Interview Transcript (slightly modified for readability)
“There [are] two relatively recent technologies that have come on the market that are important for infection control. [They] are more widely applied in hospitals and I think they will have a space in long-term care as well. The problem, [is] that they’re very expensive, but they do seem to have some effectiveness.
One of these [technologies] is hydrogen peroxide vapor [and] people [often] use this to disinfect or decontaminate large spaces. Some of the down-sides of using hydrogen peroxide vapor [is that] we have to close off the ventilation system, close off the doors, and create a seal within the room.
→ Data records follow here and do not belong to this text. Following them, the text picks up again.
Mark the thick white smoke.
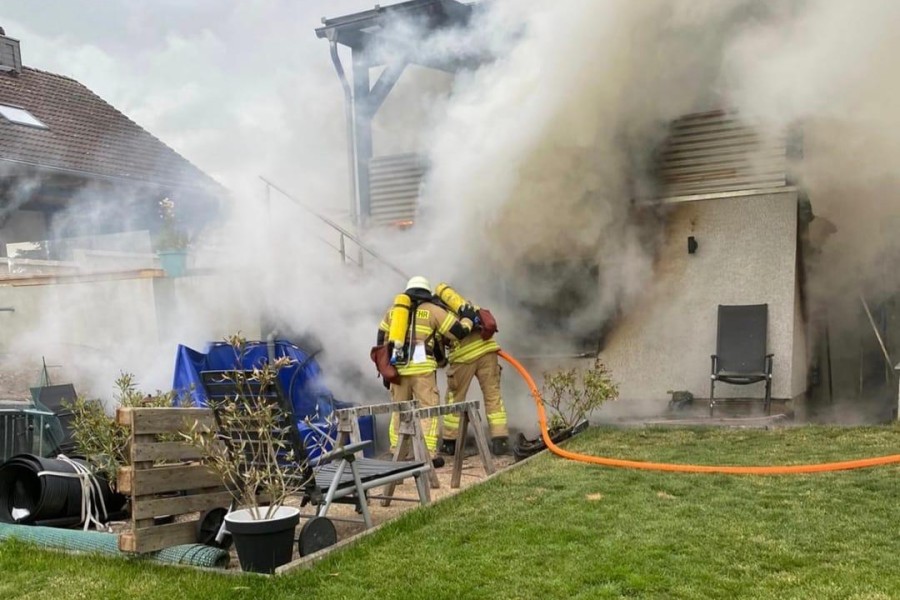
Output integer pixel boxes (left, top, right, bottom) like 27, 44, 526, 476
7, 0, 900, 422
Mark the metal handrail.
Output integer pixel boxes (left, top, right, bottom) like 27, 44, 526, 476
259, 175, 409, 279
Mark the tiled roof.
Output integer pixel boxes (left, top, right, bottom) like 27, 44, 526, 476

I haven’t looked at it in a couple of years but this is what I [am] aware of.
The UV devices seem to be more user-friendly. These are devices where all you have to do is shut the door of the room. So the device goes in, the door gets shut, the device is then programmed to disseminate UV light throughout the room, it bounces around so it can get to those difficult to reach surfaces, like underneath things and around things, and it works to kill the spores. It can take up to about 45 minutes to an hour and it may have to be done in two sessions, so one time in the room and one time in a bathroom, for example. If we’re looking at two hours to do a cleaning of a room, or two hours to get the spore burden down, it’s completely worth doing that, and that can serve as the terminal clean to then allow the resident and perhaps their roommate to be back in the room. It’s also as I said before, very, very expensive to invest in these machines.”